I just got here, I wrote back, giving up on the adapter. I’m tired, the only man I met was a street person who hit me up for a pound by promising to write my name in urine on the sidewalk, and I’ll tell you more when I have something to tell.
Two minutes later there was another e-mail waiting. Was the street guy cute? Did you watch him write your name? Did he spell it correctly?
Not cute, I replied. No, I didn’t stay, and boy, will I be glad when you start dating again!
I turned off my laptop, changed into my party wear, looked longingly at the bed, and with a tired sigh, grabbed my purse and headed down to where the action was.
“Kathie Williams? Here’s your bag. There’s a cocktail party this evening,” the Murder in Manchester registration woman told me as she shoved a book bag in my hands before tossing me a printed program. “You have to buy your own drinks, but everyone will be there. You’re an author, correct?”
“Yes,” I agreed, still stunned with jet lag. It was a ten-hour flight from Seattle to London, and I had to catch a train to Manchester from Heathrow, leaving me more than a bit comatose after . . . my mind balked at trying to figure out how long I was past due sleep. “Yes. Author. Kathie. Drinks.”
“Then you’ll want to be at the party. Everyone will be there,” she repeated, and leaned sideways to see the person behind me. “Next!”

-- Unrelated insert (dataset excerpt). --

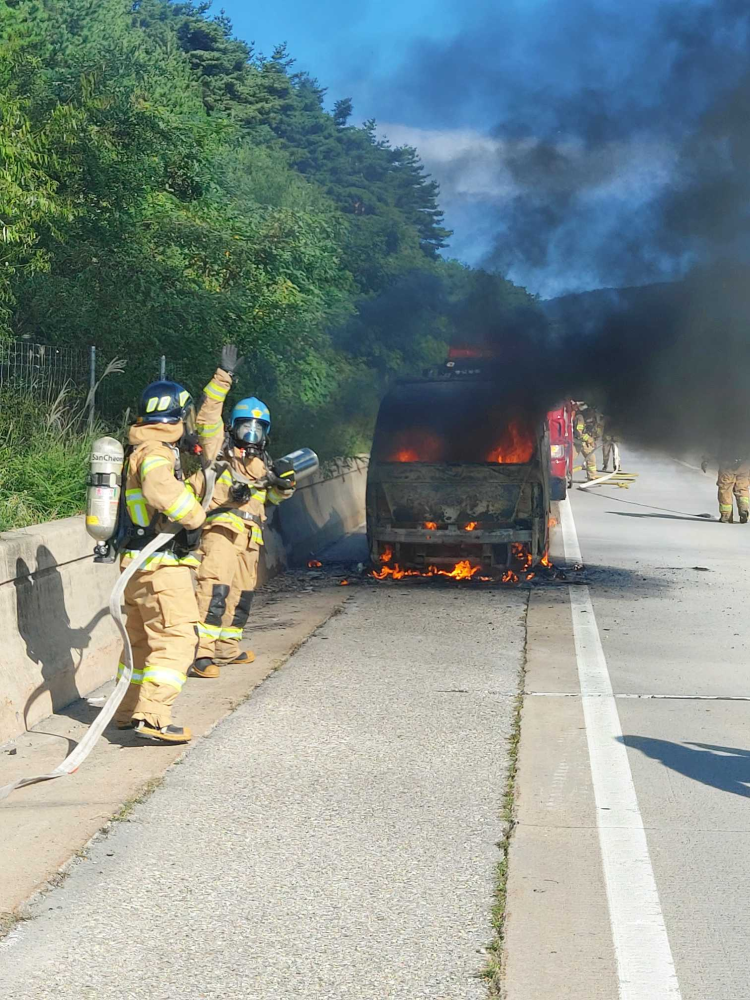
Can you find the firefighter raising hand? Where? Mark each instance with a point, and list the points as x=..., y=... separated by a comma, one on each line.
x=246, y=482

I clutched my book bag full of books, promotional materials, and conference-related items and shuffled off to find a spot to sit and let the fact that I was in England soak in. I found a deep, comfy chair in a corner of the hotel lobby and parked myself there, intending on browsing through the mystery-conference material to familiarize myself with the events of the weekend. After struggling for half an hour to keep my eyelids propped open, I decided that a few minutes resting my eyes were in order before I had to go dazzle everyone at the cocktail party. Surely, I thought as I snuggled back into the chair, I wouldn’t actually sleep. Not in a busy lobby. Not in a strange country. I’d just rest and recharge my batteries for the party.
I woke up to the feeling of someone stuffing a tissue under my cheek.
“Oh, you’re awake. I’m sorry if I woke you, but you were sleeping so soundly and that blouse looks as if it’s made of silk . . .”
I blinked at the short, elegantly spoken white-haired lady who was bending over me.
“Uh . . .”
She fluttered the tissue at me and stared pointedly at my shoulder. I looked. There was a huge saucer-sized damp mark.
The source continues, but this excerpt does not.